(openPR) Wenn Energiekosten steigen, werden exakt abgestimmte Durchflussmengen und präzise Verbrauchsmessungen in industriellen Anlagen zu entscheidenden Faktoren für die Kostenoptimierung und Effizienzmessung. Die Knocks Fluid-Technik GmbH aus Selm präsentiert jetzt mit dem KDDM-2 einen neuen wartungsfreien Durchflusssensor für Druckluft und neutrale Gase, der vor allem durch seine praxisgerechte Präzision sowie Anspruchslosigkeit in Bezug auf Montage, Durchflussmedium und Wartung besticht.
Verbrauchsmessungen für die Betriebskostenkontrolle, Leckagemessung, Überwachung von Luftlagern oder Dosieranwendungen, etwa für Lackierroboter, sind nur einige Beispiele in der Automatisierungtechnik, die die Wichtigkeit präziser Durchflussmessung unterstreichen.
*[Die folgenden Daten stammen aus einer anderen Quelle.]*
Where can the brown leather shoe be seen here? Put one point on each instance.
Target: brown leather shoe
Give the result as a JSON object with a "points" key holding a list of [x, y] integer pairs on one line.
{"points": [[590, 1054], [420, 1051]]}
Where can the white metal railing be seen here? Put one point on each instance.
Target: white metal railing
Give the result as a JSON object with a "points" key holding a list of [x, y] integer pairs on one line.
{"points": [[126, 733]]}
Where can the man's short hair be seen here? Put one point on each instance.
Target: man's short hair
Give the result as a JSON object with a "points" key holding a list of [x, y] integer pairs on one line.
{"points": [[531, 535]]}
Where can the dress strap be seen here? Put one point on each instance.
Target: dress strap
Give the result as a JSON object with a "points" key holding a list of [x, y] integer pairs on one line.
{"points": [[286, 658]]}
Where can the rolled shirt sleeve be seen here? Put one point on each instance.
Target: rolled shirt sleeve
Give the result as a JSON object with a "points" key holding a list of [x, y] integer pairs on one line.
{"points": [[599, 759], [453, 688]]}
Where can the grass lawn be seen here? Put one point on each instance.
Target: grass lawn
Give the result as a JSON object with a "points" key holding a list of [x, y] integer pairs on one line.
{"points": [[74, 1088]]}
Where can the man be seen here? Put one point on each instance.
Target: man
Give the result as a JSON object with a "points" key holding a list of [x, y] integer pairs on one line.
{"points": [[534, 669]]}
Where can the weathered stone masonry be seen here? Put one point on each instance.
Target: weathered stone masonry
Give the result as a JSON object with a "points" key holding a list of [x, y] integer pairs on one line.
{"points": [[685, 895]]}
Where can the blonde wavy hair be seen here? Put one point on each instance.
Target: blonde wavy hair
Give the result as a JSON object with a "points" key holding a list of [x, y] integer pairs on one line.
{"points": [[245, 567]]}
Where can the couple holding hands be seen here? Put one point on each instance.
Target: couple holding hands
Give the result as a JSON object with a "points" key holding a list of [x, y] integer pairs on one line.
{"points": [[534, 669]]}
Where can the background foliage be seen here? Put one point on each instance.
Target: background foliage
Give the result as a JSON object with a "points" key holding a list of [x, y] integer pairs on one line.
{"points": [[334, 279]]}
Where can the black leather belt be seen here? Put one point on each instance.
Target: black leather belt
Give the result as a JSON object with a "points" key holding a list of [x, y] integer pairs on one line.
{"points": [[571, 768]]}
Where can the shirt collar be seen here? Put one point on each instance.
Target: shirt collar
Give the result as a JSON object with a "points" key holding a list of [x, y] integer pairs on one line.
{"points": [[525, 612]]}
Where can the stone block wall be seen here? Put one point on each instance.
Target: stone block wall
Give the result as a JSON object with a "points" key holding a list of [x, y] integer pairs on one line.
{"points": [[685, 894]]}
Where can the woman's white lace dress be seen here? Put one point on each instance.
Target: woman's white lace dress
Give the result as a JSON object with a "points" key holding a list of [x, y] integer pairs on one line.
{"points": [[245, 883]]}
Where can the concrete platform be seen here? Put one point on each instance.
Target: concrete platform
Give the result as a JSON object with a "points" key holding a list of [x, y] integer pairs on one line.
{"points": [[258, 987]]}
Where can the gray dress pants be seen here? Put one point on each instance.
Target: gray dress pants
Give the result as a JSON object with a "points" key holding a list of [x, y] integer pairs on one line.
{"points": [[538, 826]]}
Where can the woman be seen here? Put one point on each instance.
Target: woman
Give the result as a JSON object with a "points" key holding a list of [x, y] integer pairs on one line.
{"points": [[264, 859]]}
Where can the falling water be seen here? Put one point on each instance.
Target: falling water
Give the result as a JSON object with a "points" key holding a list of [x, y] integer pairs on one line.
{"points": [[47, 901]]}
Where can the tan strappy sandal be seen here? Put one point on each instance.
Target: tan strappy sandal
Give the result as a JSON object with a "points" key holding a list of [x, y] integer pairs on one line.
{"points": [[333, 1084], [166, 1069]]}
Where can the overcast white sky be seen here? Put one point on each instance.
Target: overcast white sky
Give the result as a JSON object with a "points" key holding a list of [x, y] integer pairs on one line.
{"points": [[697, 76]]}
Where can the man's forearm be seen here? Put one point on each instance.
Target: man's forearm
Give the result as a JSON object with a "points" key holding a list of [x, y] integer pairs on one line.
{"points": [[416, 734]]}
Übliche Verfahren für die Durchflussmessung nutzen thermische Anemometrie oder auch einfache Flügelradzähler. Problematisch bei derartigen Geräten ist einerseits die hohe Anfälligkeit gegenüber Störeinflüssen, andererseits der Wartungsaufwand zur Erhaltung der Messqualität. Zudem erwarten klassische Durchflusssensoren oft eine sehr hohe Reinheit des Mediums und bestimmte Leitungswege, um durch sogenannte Einlaufstrecken den negativen Einfluss von Verwirbelungen zu reduzieren.
Die Entwicklung des KDDM-2 von Knocks hatte neben dem hohen Qualitätsanspruch an die Messergebnisse insbesondere zum Ziel, den Installations- und Wartungsaufwand so weit wie möglich zu reduzieren. Auch die Qualität des Durchflussmediums spielt für das Messverfahren keine Rolle. Die in Druckluftanwendungen üblichen Verschmutzungen können dem KDDM-2 nichts anhaben. Thermoelemente, die eine komplexe Bypassstruktur im Innern des Sensors erfordern würden, sind ebenfalls nicht verbaut. Platzbedarf und Ansprüche an die Umgebung sind auf ein Minimum reduziert. Der KDDM-2 ist einfach aufgebaut und robust und damit das ideale Instrument für den Einsatz in rauen Industrieumgebungen.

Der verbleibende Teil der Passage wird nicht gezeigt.